Understanding the Generalization Performance of Spectral Clustering Algorithms
This work addresses a theoretical gap in spectral clustering for machine learning researchers, offering incremental improvements with new algorithms and empirical validation.
The paper tackles the lack of theoretical analysis on the generalization performance of spectral clustering algorithms, deriving excess risk bounds with a O(1/√n) convergence rate and proposing two novel algorithms that penalize key quantities and handle out-of-sample data efficiently.

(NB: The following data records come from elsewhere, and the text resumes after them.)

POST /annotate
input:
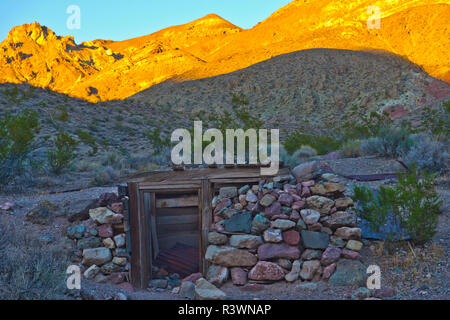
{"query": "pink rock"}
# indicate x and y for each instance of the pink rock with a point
(193, 277)
(238, 276)
(117, 207)
(105, 231)
(222, 204)
(305, 192)
(253, 287)
(117, 277)
(329, 270)
(349, 254)
(273, 210)
(126, 286)
(295, 216)
(270, 251)
(279, 216)
(265, 270)
(286, 199)
(330, 256)
(308, 184)
(291, 237)
(297, 205)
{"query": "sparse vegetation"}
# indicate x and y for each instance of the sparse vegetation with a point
(412, 204)
(61, 156)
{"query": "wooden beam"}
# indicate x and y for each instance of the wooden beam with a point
(178, 202)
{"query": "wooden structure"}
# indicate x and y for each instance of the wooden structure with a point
(165, 205)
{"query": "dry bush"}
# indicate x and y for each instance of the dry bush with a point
(29, 270)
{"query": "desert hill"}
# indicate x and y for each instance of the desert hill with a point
(103, 70)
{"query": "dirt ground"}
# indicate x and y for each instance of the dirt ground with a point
(415, 272)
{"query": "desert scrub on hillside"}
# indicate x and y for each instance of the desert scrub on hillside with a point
(17, 141)
(412, 204)
(62, 154)
(28, 269)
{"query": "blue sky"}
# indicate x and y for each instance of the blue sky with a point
(119, 19)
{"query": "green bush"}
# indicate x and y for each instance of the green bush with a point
(390, 142)
(17, 141)
(322, 143)
(61, 156)
(414, 203)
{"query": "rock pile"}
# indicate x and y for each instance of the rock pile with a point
(298, 226)
(100, 242)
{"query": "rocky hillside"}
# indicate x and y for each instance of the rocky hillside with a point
(102, 70)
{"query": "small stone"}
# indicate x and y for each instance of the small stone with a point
(75, 232)
(282, 224)
(91, 272)
(315, 240)
(205, 290)
(274, 210)
(328, 271)
(306, 171)
(217, 238)
(238, 276)
(295, 272)
(354, 245)
(228, 192)
(309, 254)
(120, 240)
(266, 271)
(105, 231)
(259, 224)
(348, 233)
(98, 256)
(291, 237)
(310, 216)
(319, 203)
(245, 241)
(267, 200)
(120, 261)
(331, 255)
(309, 269)
(273, 235)
(187, 290)
(159, 283)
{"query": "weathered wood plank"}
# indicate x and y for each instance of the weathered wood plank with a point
(178, 202)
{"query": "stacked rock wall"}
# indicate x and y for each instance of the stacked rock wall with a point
(287, 229)
(101, 242)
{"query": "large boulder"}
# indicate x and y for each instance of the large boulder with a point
(266, 271)
(349, 273)
(98, 256)
(315, 240)
(270, 251)
(319, 203)
(259, 224)
(239, 223)
(230, 257)
(205, 290)
(306, 171)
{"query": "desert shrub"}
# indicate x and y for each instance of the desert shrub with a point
(351, 149)
(414, 203)
(156, 141)
(29, 270)
(89, 140)
(17, 141)
(428, 153)
(322, 143)
(390, 142)
(104, 176)
(63, 153)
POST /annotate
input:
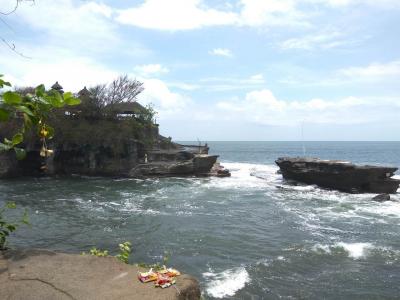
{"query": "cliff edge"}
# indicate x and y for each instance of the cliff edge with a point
(40, 274)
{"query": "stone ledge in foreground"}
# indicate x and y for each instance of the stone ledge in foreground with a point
(42, 274)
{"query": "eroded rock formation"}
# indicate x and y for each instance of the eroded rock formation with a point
(339, 175)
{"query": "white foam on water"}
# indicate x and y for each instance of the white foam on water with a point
(245, 175)
(356, 250)
(226, 283)
(353, 250)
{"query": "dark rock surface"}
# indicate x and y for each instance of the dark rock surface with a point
(339, 175)
(47, 275)
(198, 165)
(381, 198)
(128, 160)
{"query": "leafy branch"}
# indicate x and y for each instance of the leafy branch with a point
(33, 110)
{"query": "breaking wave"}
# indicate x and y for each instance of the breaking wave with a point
(226, 283)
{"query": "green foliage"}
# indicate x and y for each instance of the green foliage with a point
(7, 227)
(159, 265)
(97, 252)
(33, 110)
(124, 252)
(123, 255)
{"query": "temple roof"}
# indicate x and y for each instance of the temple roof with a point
(84, 92)
(57, 86)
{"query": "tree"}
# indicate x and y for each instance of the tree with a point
(31, 111)
(122, 89)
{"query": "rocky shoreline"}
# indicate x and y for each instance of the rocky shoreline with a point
(134, 162)
(48, 275)
(339, 175)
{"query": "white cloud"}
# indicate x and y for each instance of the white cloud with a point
(343, 3)
(177, 15)
(221, 52)
(65, 21)
(373, 71)
(322, 40)
(150, 70)
(174, 15)
(52, 64)
(167, 102)
(232, 83)
(262, 107)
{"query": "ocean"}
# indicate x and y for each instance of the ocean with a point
(250, 236)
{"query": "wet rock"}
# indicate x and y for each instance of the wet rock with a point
(199, 165)
(47, 275)
(381, 197)
(339, 175)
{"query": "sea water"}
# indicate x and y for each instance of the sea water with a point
(250, 236)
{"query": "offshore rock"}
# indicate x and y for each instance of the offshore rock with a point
(47, 275)
(339, 175)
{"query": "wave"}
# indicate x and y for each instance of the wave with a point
(246, 175)
(226, 283)
(353, 250)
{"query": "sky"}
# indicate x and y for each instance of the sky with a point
(240, 70)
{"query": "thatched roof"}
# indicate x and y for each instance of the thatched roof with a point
(84, 92)
(57, 86)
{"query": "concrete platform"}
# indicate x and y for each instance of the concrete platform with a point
(42, 275)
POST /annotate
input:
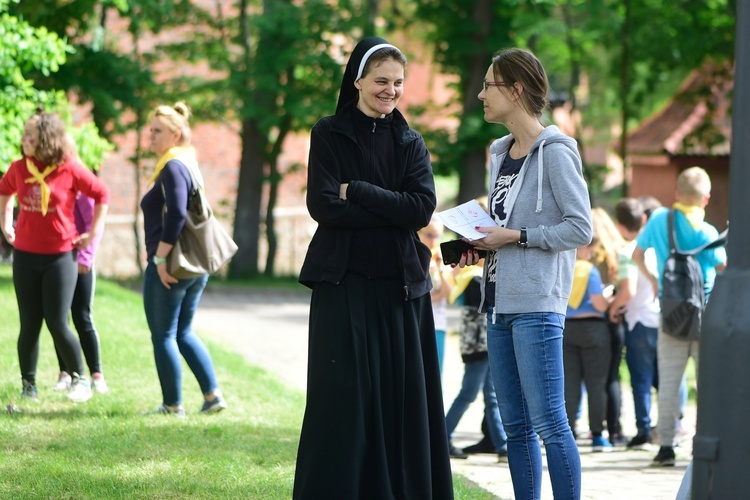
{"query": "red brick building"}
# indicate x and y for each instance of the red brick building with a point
(693, 129)
(218, 147)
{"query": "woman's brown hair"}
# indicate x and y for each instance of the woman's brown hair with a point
(521, 66)
(51, 149)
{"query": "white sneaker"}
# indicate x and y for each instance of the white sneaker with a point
(98, 384)
(63, 382)
(80, 391)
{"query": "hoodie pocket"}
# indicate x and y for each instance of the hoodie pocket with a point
(531, 271)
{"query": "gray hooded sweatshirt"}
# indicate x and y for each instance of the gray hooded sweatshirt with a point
(549, 198)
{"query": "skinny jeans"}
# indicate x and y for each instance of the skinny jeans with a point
(672, 358)
(83, 319)
(586, 358)
(527, 367)
(169, 313)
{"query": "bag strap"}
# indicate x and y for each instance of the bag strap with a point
(721, 240)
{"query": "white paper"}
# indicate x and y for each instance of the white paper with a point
(464, 218)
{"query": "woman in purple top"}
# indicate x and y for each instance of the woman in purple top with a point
(83, 300)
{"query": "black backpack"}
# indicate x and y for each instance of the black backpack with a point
(682, 295)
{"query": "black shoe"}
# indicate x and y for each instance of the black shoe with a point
(640, 442)
(457, 453)
(483, 446)
(665, 457)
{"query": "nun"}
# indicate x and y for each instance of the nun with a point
(374, 423)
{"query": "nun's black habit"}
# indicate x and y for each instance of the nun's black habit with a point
(374, 425)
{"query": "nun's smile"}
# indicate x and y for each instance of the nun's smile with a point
(381, 89)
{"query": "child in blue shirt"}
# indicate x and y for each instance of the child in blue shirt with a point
(693, 194)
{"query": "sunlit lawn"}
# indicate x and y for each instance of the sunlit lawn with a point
(105, 448)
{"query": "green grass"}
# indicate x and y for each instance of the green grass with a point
(105, 448)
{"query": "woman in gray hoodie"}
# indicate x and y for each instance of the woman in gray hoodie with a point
(538, 197)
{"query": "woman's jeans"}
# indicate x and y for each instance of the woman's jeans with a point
(477, 376)
(44, 287)
(527, 367)
(640, 355)
(170, 316)
(83, 319)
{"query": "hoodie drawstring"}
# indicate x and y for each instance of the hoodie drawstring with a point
(540, 165)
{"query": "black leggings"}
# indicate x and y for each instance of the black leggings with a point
(44, 290)
(83, 301)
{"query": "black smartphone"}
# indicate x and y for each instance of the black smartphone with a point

The theoretical analysis of spectral clustering mainly focuses on consistency, while there is relatively little research on its generalization performance. In this paper, we study the excess risk bounds of the popular spectral clustering algorithms: \emph{relaxed} RatioCut and \emph{relaxed} NCut. Firstly, we show that their excess risk bounds between the empirical continuous optimal solution and the population-level continuous optimal solution have a $\mathcal{O}(1/\sqrt{n})$ convergence rate, where $n$ is the sample size. Secondly, we show the fundamental quantity in influencing the excess risk between the empirical discrete optimal solution and the population-level discrete optimal solution. At the empirical level, algorithms can be designed to reduce this quantity. Based on our theoretical analysis, we propose two novel algorithms that can not only penalize this quantity, but also cluster the out-of-sample data without re-eigendecomposition on the overall sample. Experiments verify the effectiveness of the proposed algorithms.